During World War II, the United States Army took control of Pelican, basing her at Seward, Territory of Alaska, in 1943–1944 and using her to transport personnel and supplies to lookout stations on Montague Island in the Gulf of Alaska. During this period, her material condition declined and she often required repairs and maintenance.

Pelican returned to FWS control after World War II. While she was in Seattle for an overhaul sometime around 1947 or 1948, her original engine was replaced by a 200 hp six-cylinder direct-reversing Joshua Hendy Iron Works diesel engine. Started by an air compressor, her new engine consumed about 1 USgal of diesel fuel per nautical mile (1.15 miles, 1.85 km) and gave her a cruising speed of 8.5 kn and a maximum speed of 10 kn.

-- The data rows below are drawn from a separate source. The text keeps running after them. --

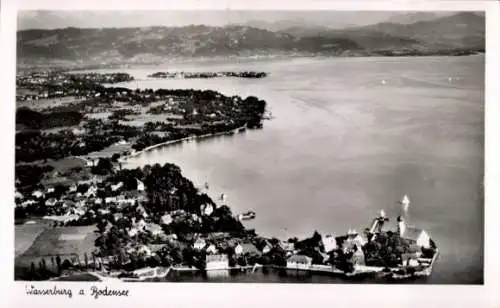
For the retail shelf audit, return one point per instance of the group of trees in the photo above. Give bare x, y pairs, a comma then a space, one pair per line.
37, 120
386, 250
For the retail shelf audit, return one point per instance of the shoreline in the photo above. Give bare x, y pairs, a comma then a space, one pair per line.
60, 66
124, 159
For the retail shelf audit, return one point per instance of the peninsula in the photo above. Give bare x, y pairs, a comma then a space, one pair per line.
191, 75
82, 216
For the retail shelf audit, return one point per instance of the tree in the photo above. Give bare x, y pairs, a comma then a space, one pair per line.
86, 261
58, 260
104, 167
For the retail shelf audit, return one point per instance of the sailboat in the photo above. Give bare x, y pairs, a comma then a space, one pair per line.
405, 202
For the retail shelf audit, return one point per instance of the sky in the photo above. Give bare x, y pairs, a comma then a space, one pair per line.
123, 19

Under a major reorganization in 1956, the FWS became the United States Fish and Wildlife Service, and a new Bureau of Commercial Fisheries (BCF) was created as a component of the USFWS. Seagoing USFWS vessels, including Pelican, came under the control of the USFWS's new BCF. By 1957, the USFWS had based her at Juneau, Territory of Alaska, where she supported management operations.

==Washington Department of Fish and Wildlife==
In 1958, the FWS loaned Pelican to the Washington Department of Fish and Wildlife. The State of Washington used her for fishery patrols off the Washington coast until 1970. She was Washington's largest patrol vessel and the state's first to be equipped with radar. During her years with the Washington fishery patrol fleet, her Joshua Hendy engine was replaced with another Joshua Hendy engine of the same model.

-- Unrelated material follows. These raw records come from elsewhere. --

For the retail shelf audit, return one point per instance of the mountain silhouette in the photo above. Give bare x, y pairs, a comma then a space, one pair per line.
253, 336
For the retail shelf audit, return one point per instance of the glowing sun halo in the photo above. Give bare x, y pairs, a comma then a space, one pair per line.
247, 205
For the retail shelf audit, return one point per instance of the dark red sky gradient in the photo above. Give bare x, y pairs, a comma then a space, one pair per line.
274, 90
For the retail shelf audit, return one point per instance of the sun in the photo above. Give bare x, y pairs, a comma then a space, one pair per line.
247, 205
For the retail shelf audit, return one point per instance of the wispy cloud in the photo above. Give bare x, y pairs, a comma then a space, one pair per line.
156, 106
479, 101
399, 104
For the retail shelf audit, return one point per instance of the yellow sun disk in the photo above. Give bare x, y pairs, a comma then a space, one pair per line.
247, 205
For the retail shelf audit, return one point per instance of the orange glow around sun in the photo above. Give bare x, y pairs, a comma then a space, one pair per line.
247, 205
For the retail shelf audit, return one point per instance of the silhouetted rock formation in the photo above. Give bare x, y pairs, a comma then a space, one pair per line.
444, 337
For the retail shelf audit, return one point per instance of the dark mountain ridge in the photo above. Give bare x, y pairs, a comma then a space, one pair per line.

==National Marine Fisheries Service==

On 3 October 1970, a major reorganization occurred which formed the National Oceanic and Atmospheric Administration (NOAA) under the United States Department of Commerce. As part of the reorganization, the Bureau of Commercial Fisheries was removed from the U.S. Fish and Wildlife Service, reorganized, and placed under NOAA as the new National Marine Fisheries Service (NMFS), and Pelican thus came under NMFS control when Washington returned her to the United States Government in 1970 or 1971. At first, the major ships that were to form the new NOAA fleet – seagoing ships of the BCF fleet and those which formerly made up the fleet of the United States Coast and Geodetic Survey, which had been disestablished upon the creation of NOAA – reported to separate entities, with former Coast and Geodetic Survey ships subordinate to the National Ocean Survey (the Coast and Geodetic Survey's successor organization within NOAA), while former BCF ships like Pelican reported to the BCF's successor within NOAA, the NMFS. Although the ships were resubordinated during 1972 and 1973 to form the unified NOAA fleet, this change still lay in the future when NOAA sold Pelican into private ownership in 1972, bringing her U.S. Government career to an end.

==Later career==
In 1972, Mr. and Mrs. Walt Masland purchased Pelican from NOAA for about US$16,000 in a sealed-bid auction at Seattle. Pelican had only 800 operating hours on her engine at the time of her sale. Over at least the next 38 years, the Maslands spent thousands of man-hours on restoring Pelican to nearly her original condition and to maintain her in that condition. As of 2010, Pelicans home port was Port Angeles, Washington, the Maslands still owned her, and her Joshua Hendy engine still provided her propulsion.

Later, Captain Patrick Burns and Captain John "Johnny" Sylvester purchased Pelican from Marilyn Masland. As of 2018, Pelican′s home port was Deer Harbor, Washington. In 2018, she made a voyage up the Inside Passage from Washington to Alaska and returned to Washington.